Women with ulcerative colitis showed a slightly but significantly increased risk of developing both low-grade (RR, 1.15) and high-grade (RR, 1.12) squamous intraepithelial lesions but no increased risk of cervical cancer. Women with Crohn’s disease showed a significantly increased risk of developing both low-grade (RR, 1.26) and high-grade (RR, 1.28) squamous intraepithelial lesions, as well as an even greater risk (RR, 1.53) of cervical cancer.

These associations were not the result of higher rates of cervical screening among the women with IBD than among the control subjects, since the two study groups had comparable screening rates. The associations also were not related to IBD therapy, since the use of mesalamine, azathioprine, and corticosteroids appeared to have no influence on rates of cervical neoplasia. The one exception to this finding was that women with Crohn’s disease who used TNF-alpha antagonists were at increased risk only for high-grade intraepithelial lesions of the cervix, the investigators said (Clin. Gastroenterol. Hepatol. 2014 July 30 [doi:10.1016/j.cgh.2014.07.036]).

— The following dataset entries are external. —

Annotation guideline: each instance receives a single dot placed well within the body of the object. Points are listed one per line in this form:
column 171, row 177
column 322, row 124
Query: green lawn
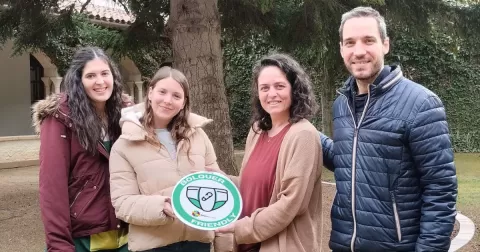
column 468, row 203
column 468, row 173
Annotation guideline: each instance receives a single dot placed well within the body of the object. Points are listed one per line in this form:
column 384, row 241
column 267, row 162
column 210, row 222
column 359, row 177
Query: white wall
column 14, row 93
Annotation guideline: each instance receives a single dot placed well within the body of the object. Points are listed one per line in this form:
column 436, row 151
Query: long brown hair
column 178, row 126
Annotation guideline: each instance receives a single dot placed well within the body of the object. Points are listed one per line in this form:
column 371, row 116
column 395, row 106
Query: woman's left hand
column 228, row 229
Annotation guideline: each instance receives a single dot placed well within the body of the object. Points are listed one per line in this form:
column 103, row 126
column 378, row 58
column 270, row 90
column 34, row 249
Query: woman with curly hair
column 76, row 130
column 161, row 142
column 280, row 176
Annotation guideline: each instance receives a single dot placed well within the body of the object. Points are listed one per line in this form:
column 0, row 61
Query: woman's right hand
column 210, row 169
column 167, row 209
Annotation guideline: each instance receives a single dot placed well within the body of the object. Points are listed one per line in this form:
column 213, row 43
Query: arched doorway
column 37, row 89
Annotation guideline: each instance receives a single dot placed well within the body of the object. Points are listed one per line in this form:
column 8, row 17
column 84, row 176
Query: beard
column 366, row 74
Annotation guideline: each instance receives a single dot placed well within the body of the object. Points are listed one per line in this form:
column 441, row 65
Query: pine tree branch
column 85, row 6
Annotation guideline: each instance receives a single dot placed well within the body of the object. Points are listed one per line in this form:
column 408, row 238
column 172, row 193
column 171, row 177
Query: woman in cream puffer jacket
column 161, row 142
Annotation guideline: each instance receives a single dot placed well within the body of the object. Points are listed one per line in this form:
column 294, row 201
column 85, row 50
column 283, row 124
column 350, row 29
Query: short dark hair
column 304, row 105
column 88, row 124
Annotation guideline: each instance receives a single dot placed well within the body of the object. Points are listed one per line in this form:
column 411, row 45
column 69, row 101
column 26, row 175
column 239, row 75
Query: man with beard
column 391, row 151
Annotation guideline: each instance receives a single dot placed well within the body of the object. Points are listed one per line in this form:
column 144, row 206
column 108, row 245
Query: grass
column 468, row 201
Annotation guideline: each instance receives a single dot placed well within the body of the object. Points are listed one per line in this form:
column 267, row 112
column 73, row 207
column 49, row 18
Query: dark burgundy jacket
column 74, row 184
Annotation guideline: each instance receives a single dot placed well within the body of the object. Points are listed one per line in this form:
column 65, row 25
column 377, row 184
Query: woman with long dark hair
column 161, row 142
column 77, row 129
column 280, row 176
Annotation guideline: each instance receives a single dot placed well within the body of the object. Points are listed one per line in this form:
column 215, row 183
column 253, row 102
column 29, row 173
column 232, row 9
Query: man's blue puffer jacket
column 394, row 170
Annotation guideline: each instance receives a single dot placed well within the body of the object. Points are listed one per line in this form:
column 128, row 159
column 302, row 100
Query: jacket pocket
column 397, row 218
column 81, row 200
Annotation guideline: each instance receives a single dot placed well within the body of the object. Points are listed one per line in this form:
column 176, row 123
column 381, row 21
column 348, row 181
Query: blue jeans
column 184, row 246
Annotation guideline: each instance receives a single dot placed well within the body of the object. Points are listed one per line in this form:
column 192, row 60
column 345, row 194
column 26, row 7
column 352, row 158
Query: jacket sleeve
column 327, row 148
column 432, row 153
column 303, row 156
column 53, row 186
column 130, row 206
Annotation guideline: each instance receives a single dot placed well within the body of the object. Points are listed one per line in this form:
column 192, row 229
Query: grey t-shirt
column 166, row 140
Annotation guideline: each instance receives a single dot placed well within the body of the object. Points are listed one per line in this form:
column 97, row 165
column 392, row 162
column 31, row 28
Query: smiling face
column 274, row 92
column 362, row 48
column 97, row 81
column 167, row 98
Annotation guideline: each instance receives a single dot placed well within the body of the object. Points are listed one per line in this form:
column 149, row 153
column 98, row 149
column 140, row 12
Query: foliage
column 239, row 57
column 452, row 77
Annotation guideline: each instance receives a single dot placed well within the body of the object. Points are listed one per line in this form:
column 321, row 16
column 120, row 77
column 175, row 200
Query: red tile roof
column 104, row 10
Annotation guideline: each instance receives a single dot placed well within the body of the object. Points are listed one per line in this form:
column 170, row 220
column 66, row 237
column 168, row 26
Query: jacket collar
column 384, row 84
column 133, row 130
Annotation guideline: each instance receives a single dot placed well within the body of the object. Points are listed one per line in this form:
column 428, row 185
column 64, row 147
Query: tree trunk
column 327, row 98
column 195, row 27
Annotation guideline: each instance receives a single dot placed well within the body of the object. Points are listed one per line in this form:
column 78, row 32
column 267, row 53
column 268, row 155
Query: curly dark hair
column 304, row 105
column 88, row 124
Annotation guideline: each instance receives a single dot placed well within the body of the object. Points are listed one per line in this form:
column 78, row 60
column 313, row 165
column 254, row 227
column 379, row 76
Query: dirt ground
column 21, row 228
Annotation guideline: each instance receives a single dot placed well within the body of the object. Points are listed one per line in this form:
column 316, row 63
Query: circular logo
column 206, row 200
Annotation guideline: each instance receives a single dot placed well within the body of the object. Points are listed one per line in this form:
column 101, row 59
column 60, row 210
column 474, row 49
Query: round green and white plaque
column 206, row 200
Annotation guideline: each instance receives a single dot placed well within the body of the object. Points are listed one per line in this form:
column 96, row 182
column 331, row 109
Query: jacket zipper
column 78, row 194
column 397, row 218
column 354, row 154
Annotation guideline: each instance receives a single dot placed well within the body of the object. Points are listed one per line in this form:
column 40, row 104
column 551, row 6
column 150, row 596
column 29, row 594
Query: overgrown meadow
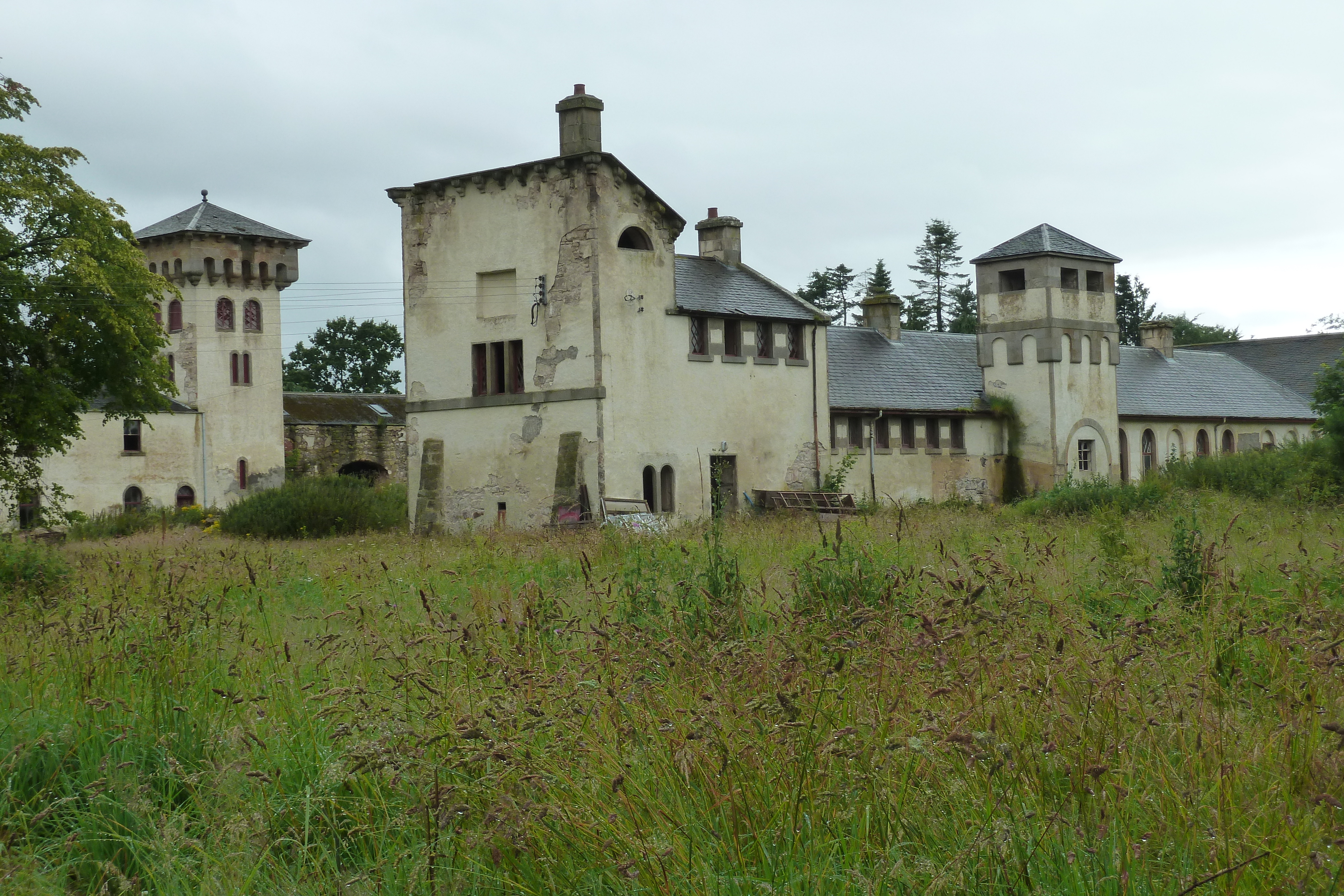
column 924, row 700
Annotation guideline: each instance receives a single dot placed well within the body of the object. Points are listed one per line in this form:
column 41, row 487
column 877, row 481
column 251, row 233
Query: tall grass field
column 928, row 700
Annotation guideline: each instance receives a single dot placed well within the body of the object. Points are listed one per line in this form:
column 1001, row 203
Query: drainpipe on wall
column 873, row 440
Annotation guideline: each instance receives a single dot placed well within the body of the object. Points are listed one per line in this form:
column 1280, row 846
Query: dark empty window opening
column 700, row 336
column 635, row 238
column 765, row 339
column 908, row 432
column 882, row 433
column 1013, row 281
column 733, row 339
column 131, row 436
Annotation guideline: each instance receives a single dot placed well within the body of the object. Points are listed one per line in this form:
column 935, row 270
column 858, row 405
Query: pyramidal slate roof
column 709, row 287
column 209, row 218
column 1045, row 240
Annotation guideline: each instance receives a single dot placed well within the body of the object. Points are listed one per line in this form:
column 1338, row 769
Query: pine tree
column 966, row 309
column 936, row 260
column 1132, row 308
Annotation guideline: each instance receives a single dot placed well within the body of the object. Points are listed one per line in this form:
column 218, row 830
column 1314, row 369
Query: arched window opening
column 224, row 313
column 651, row 488
column 669, row 491
column 635, row 238
column 252, row 316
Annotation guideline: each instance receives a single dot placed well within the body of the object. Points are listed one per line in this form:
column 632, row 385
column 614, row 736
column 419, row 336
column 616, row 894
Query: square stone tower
column 1049, row 342
column 225, row 339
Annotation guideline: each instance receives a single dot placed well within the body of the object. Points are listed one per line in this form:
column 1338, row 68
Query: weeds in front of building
column 919, row 700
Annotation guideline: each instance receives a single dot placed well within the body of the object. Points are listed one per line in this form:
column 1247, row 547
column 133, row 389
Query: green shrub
column 1072, row 498
column 30, row 567
column 318, row 507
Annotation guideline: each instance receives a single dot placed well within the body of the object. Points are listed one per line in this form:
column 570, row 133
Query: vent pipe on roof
column 1159, row 335
column 721, row 237
column 581, row 123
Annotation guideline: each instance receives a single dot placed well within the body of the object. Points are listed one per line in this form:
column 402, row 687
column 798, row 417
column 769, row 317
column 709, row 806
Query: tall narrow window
column 224, row 313
column 882, row 433
column 667, row 491
column 131, row 436
column 480, row 379
column 1085, row 449
column 733, row 339
column 908, row 432
column 700, row 336
column 515, row 366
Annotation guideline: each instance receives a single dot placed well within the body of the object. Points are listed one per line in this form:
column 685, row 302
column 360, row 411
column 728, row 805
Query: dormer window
column 635, row 238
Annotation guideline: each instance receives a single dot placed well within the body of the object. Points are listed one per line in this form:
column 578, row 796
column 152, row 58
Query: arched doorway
column 370, row 471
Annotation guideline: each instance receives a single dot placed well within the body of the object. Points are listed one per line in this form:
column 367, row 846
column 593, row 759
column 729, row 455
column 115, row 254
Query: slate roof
column 1291, row 360
column 338, row 409
column 1045, row 240
column 917, row 373
column 174, row 406
column 209, row 218
column 709, row 287
column 1201, row 385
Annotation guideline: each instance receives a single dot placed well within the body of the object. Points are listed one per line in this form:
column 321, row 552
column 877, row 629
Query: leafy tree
column 936, row 260
column 1132, row 308
column 77, row 307
column 346, row 356
column 964, row 311
column 1187, row 331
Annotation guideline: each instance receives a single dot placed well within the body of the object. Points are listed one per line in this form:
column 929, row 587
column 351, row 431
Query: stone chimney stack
column 581, row 123
column 1158, row 335
column 721, row 237
column 884, row 315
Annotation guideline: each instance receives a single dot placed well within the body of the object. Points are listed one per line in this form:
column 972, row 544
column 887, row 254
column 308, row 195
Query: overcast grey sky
column 1200, row 140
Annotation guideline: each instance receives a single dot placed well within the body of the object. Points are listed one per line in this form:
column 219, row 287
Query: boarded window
column 765, row 339
column 224, row 313
column 497, row 295
column 733, row 339
column 700, row 336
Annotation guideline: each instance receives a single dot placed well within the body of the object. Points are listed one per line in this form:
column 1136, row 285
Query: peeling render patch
column 548, row 362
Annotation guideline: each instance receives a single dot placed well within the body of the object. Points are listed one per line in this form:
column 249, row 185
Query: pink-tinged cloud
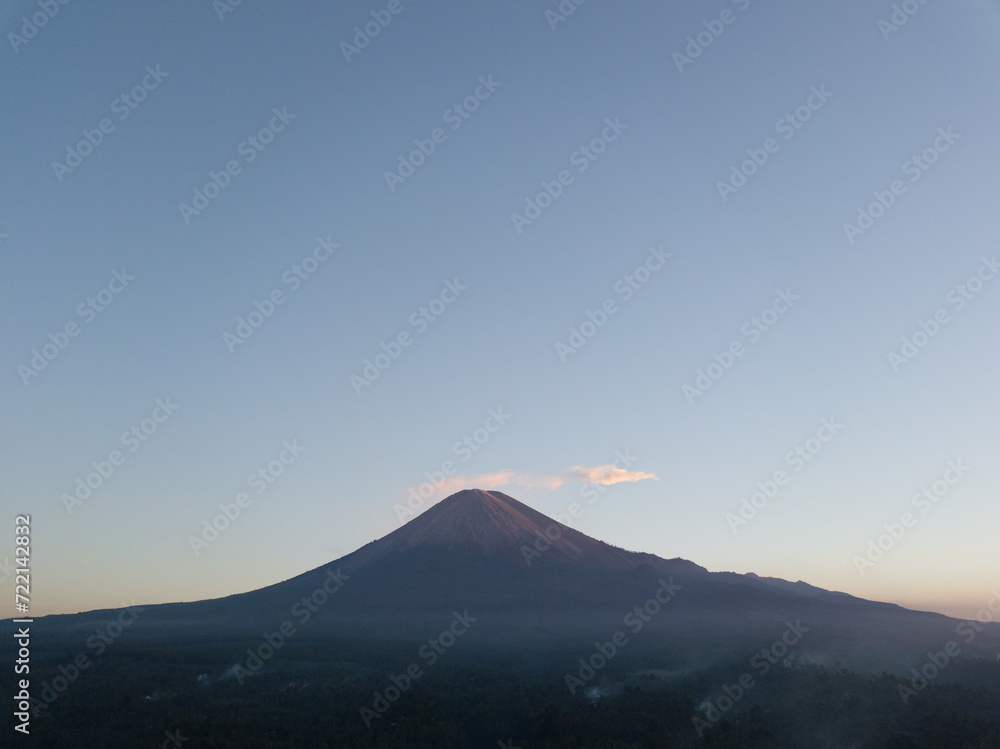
column 605, row 475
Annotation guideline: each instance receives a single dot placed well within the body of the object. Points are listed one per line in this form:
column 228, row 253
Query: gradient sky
column 495, row 345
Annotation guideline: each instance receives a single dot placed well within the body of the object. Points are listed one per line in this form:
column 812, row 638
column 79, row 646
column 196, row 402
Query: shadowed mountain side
column 468, row 553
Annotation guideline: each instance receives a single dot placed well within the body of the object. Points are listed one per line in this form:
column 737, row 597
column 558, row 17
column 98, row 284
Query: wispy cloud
column 605, row 474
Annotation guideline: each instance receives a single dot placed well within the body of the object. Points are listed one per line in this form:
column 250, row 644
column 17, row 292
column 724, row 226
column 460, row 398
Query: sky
column 271, row 267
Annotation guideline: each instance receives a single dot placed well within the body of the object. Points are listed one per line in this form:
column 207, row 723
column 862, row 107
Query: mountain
column 533, row 584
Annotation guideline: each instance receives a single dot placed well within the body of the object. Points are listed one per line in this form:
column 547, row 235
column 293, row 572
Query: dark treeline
column 312, row 695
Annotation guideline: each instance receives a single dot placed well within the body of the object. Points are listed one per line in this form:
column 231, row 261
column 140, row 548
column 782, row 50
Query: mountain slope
column 534, row 584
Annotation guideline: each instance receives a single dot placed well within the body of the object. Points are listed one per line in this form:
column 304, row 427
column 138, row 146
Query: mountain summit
column 497, row 525
column 534, row 584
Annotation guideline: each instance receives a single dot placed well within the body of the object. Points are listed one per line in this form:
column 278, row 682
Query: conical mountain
column 534, row 584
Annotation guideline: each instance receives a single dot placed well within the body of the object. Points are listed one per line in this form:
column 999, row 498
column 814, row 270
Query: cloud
column 605, row 475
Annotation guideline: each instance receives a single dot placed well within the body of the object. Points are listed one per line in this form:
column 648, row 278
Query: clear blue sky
column 847, row 104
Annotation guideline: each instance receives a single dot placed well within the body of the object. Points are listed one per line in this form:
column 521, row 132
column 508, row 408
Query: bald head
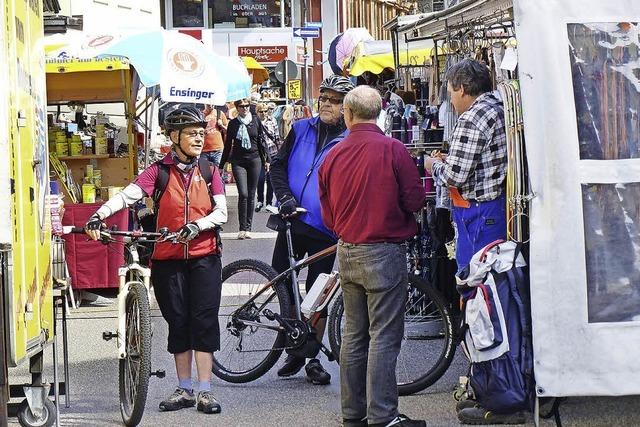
column 362, row 105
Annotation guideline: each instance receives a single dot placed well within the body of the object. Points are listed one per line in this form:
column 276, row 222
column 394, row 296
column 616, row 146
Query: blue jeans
column 374, row 285
column 214, row 157
column 477, row 226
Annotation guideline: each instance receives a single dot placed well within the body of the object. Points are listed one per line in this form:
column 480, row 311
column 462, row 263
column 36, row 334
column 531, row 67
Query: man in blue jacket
column 294, row 177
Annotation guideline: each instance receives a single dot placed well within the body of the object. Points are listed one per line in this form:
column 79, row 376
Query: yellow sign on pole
column 294, row 89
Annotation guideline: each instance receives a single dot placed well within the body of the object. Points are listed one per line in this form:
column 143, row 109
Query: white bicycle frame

An additional notable finding was that the odds of having a history of both high-grade intraepithelial and cancerous lesions of the cervix were markedly higher in the women with IBD than in the control subjects. “This is a novel finding that may suggest a yet unexplored common susceptibility to IBD and cervical neoplasia rather than an etiologic role of IBD … in the development of cervical neoplasia,” Dr. Rungoe and her associates wrote.

This study was funded in part by the Danish Council of Independent Research. The investigators reported having no relevant financial disclosures.